Saturday 9 November 2013

Heritage: Wimbledon's Gypsy past - London

From Your Local Guardian

Romany communities in much of Europe have been in the news lately but Gypsies were once a regular part of the scene in Wimbledon and surrounding districts.


In the mid 19th century they would set up their temporary dwellings every winter at Caesar’s Camp on Wimbledon Common.

At the time, the prehistoric Iron Age earthworks were still intact, surrounded by a deep trench and topped by mature oak trees (see Heritage story 13 April 2012).

The same families stopped there every year, often on their way to Wandsworth Common where they would join others to congregate in large numbers a week or two before Christmas, camping in their tents and caravans.

There was always excitement in Wimbledon Village when the Smith, Cooper and Lee families arrived at Caesar’s Camp.

They were welcomed by many local people and particularly the children, who sought to have their fortunes told.

The Gypsies also earned small incomes locally by selling brooms created from heather gathered on the Common.

For most of the year they were on the move. During the summer, they travelled between country farms, picking first fruit, then vegetables, hops, apples, pears and finally potatoes.

As a centre of herb – especially lavender - production, Mitcham especially attracted Gypsies who provided large temporary workforces to cut the flowers ready for distilling into oil.

Lavender was always a favourite for them as they would also acquire bunches to sell on the streets throughout the region.

When the harvesting seasons ended, they would head for common lands right across the southern outskirts of London.

Both Wimbledon and Mitcham Commons were favoured, especially when fairs were held where they could make the most of their skills at showmanship, horse-dealing, sales and hawking of various kinds. Women in particular would go from to door to door carrying baskets laden with clothes pegs, laces, cottons and wooden flowers carved by the men folk.

This would keep them going throughout the winter until it was time to return to the farms for the next growing seasons.

Apart from their unsettled lifestyle, they also differed from the ordinary folk of Wimbledon in their supposed lack of religion at a time when most residents were regular church-goers. This was something the wealthy ladies of Wimbledon felt they could address.

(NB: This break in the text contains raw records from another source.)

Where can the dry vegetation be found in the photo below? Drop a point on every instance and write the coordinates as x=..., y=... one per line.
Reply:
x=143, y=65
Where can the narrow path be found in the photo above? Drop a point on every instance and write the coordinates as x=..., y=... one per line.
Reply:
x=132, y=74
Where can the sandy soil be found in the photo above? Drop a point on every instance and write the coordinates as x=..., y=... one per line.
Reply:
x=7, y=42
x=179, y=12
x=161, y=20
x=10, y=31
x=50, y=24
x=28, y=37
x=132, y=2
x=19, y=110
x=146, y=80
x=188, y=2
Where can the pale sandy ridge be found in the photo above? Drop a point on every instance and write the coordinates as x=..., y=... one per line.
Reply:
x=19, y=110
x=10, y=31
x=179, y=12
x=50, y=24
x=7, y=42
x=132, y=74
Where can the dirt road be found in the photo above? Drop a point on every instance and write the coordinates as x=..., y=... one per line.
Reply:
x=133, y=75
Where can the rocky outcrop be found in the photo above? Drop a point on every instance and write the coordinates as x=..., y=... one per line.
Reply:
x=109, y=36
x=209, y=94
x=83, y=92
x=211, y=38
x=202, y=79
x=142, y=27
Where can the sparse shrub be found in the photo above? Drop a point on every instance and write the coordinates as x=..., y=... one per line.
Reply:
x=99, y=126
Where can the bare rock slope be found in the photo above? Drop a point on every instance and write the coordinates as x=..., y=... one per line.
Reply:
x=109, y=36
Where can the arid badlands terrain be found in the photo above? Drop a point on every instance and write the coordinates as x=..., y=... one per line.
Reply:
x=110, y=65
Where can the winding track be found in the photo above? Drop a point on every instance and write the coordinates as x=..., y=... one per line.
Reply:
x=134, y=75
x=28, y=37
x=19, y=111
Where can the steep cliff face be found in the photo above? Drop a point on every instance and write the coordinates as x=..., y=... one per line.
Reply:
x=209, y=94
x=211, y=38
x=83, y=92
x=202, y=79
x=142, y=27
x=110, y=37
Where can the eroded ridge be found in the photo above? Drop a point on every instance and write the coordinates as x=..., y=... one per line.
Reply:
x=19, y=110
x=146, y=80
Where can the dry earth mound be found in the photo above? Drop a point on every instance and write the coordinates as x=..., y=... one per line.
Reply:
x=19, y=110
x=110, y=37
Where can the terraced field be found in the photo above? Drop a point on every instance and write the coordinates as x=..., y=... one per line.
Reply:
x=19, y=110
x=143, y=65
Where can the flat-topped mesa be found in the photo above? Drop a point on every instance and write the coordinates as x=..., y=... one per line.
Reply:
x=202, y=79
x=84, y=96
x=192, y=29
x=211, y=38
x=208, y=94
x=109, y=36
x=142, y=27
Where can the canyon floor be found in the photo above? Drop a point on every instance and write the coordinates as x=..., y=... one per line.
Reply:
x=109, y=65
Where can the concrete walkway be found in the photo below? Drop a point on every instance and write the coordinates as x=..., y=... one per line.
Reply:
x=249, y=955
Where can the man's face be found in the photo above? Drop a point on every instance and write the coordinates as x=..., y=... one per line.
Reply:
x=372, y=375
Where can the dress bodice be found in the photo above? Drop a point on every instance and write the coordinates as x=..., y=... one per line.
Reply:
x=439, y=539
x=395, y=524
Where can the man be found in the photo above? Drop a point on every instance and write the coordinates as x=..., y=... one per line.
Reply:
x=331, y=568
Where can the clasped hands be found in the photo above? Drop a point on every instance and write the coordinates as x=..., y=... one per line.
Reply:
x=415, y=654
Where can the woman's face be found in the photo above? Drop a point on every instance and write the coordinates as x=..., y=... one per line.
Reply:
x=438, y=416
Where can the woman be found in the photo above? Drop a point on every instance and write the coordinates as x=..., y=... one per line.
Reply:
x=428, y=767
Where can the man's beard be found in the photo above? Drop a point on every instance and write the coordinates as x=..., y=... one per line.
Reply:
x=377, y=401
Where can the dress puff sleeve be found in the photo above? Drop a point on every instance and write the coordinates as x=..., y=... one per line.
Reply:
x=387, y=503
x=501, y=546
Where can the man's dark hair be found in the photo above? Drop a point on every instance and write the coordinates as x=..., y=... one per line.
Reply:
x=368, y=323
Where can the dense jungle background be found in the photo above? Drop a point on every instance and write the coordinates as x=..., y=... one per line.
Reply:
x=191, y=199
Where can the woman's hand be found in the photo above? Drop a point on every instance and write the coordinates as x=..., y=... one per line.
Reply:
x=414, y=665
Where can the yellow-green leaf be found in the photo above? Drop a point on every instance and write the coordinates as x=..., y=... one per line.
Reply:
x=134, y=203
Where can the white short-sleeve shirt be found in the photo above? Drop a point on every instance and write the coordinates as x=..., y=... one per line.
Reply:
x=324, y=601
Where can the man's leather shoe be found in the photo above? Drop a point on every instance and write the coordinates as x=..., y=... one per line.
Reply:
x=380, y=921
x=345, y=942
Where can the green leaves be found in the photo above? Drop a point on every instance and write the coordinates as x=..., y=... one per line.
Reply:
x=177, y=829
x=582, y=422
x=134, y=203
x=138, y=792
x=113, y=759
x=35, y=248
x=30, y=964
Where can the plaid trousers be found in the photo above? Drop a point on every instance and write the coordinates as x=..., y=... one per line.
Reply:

Mrs Charlotte Marryat of Wimbledon House, Parkside (see Heritage story 10 August 2012), and others would visit them on Sunday afternoons and read to them from the Bible.

One Gypsy woman named Mignonette Lee agreed to convert to Christianity on condition that it would not affect her open air lifestyle. She started attending St Mary’s parish church on Sundays, wearing multiple rows of coral beads.

But there was another side to the Gypsy lifestyle. Fortune telling was fun but they were also held responsible for large scale dumping of both human and animal waste on Wimbledon Common and elsewhere.

In 1864, Earl Spencer, Lord of the Manor, said the Commons had become unmanageable because of the “evils of drainage, rubbish dumping and Gypsy encampment”.

The Gypsies caused a "great nuisance” he said. He used this as an excuse to try enclosing the Common for his own interests (see Heritage story 16 November 2012) but this was opposed and eventually the 1871 Act of Parliament was passed, establishing the Conservators and protecting the Common forever.

But the traditional Gypsy visits were doomed anyway.

As the effects of enclosure on agricultural land generally reduced the ability to camp in different parts of the countryside, public tastes changed and old sources of income disappeared.

Many Gypsies adopted settled lifestyles and in some areas shanty towns of shacks, sheds and outhouses developed which raised serious sanitation questions.

Wimbledon was spared that but also lost what had been one of the year’s local highlights.